Less than a week before going live someone in the web team discovers that his application in Acceptance is actually connected to the security component in Test. Acceptance and Production is 100% equal (as it should) but Test differs in unclear ways. So the Acceptance component has never been tested. Now suddenly, there´s no guarantee that Production will work! One day later: more horror: security in Test and Acceptance is totally different. In Acceptance, it does not work!
You can imagine the stresslevels at this time. Luckily the story ends well, although it cost them a lot of hard work.
The problems exist at different levels.
- Organizational: different teams have different views and practices concerning the test environments. In the example this resulted in testing too late.
- Procedural: Changes to the environments are not evaluated and recorded (or only in production). You will have spaghetti!
- Conscious decisions: The firewall policy in the example. Not bad in itself, but results in late testing.
- Errors: unexpected or wrong connections between components in different test environments.
- Documentation debt: the lack of adequate up-to-date technical documentation (diagrams).
- Negligence: changes to one environment are not replicated in other environments.
- Mindset: “this error will probably not show up in acceptance and production”. This belief originating in existing DTAP differences will open the door for mister Murphy, who is sure to enter the room.
- Scaling differences: the Development environment has no clustering. This could implicate errors later on, due to applications not being able to be clustered.

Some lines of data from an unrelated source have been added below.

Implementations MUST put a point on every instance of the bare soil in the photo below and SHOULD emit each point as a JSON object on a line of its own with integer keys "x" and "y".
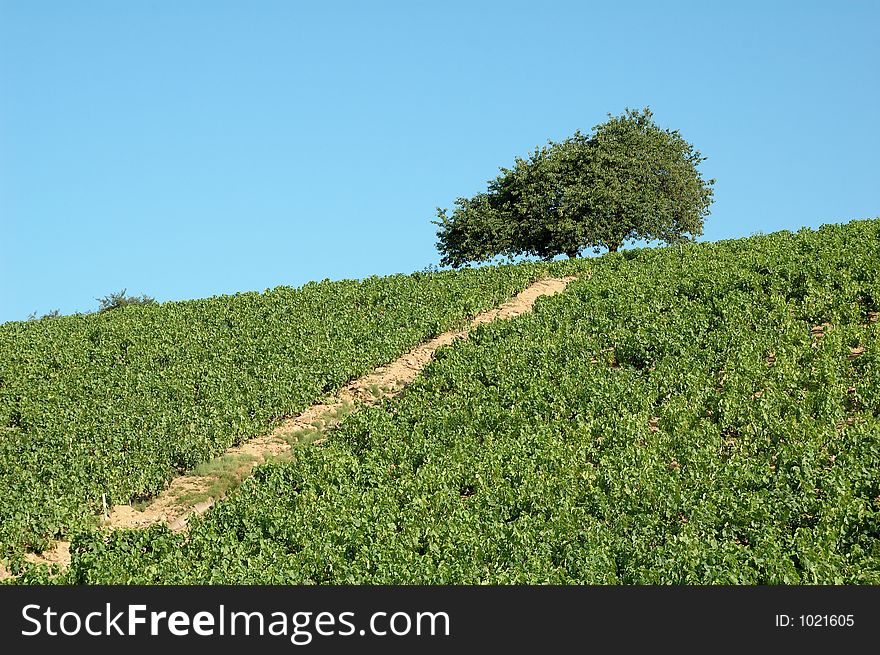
{"x": 385, "y": 381}
{"x": 175, "y": 504}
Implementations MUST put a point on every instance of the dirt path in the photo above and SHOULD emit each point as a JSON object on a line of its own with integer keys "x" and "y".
{"x": 194, "y": 494}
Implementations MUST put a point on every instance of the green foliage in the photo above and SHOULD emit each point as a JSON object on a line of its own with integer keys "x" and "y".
{"x": 674, "y": 418}
{"x": 55, "y": 313}
{"x": 118, "y": 402}
{"x": 629, "y": 180}
{"x": 119, "y": 299}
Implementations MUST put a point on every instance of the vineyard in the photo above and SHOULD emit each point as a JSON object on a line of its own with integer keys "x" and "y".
{"x": 703, "y": 414}
{"x": 108, "y": 407}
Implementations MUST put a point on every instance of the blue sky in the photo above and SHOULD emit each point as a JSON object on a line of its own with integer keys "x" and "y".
{"x": 184, "y": 149}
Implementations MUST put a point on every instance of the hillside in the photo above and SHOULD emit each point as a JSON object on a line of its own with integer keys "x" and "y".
{"x": 109, "y": 407}
{"x": 700, "y": 415}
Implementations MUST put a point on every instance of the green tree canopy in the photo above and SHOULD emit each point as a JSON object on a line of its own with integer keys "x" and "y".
{"x": 628, "y": 180}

The longer companies allow DTAP problems to exist, the harder they will be to correct. That is no rocket science. Probably everyone in IT knows it, including the responsible managers. It might be a little bit difficult to explain to the financial guy, the product owner or the customer. It´s like code refactoring. You will have to explain the need for internal housekeeping in order to get the necessary budget.
So what to do? Again this is no rocket science. The main point of this blog is that you need the awareness that things are wrong and that this will result in delayed projects, having more bugs than necessary, rising stress levels, frustration or anger between developers, testers, and administrators.
Some words of advice:
- Turn the right (amount of) knobs. All changes must be approved and coordinated by a change manager. Replicate the changes. Document them. Test the test environment after every change
- Keep it simple. Do not introduce too many differences, because of lower costs. It will increase administrative burden. So create that cluster in Development, but scale to a lower number of cluster members.
- Get your teams aligned. They must share the way in which they treat a test environment, including release cycles.
- Be defensive. Be pessimistic. Pessimistic people are often right. An administrators’ error often has far bigger impact than a programmers’. Test everything.